Often the key isn't used "as is", because for example it is a string. The specification should contain how the encryption key must be derived from the string key. SHA256 on the key is a weak solution. Normally a good solution is using a strong key derivation function, like Rfc2898DeriveBytes. If this function is used, the specification must contain the number of iteration and other informations about using Rfc2898DeriveBytes or similar functions. Clearly what encoding should be used for the key (and for the data to be encrypted, if it is a text) must be included (UTF8 is always a good idea).
I'll add that a good specification should contain some test cases.
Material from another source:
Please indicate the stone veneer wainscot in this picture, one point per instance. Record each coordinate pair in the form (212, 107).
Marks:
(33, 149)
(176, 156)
At least one test case should be of length smaller than the encryption block and at least one test case must be of length greater than the encryption block but smaller than two encryption blocks (or > 2 and < 3... some complete blocks and one non-complete block). In this way you are testing both the PaddingMode and the CipherMode (note the should/must: by testing something bigger than an encryption block plus an incomplete block you are already testing everything)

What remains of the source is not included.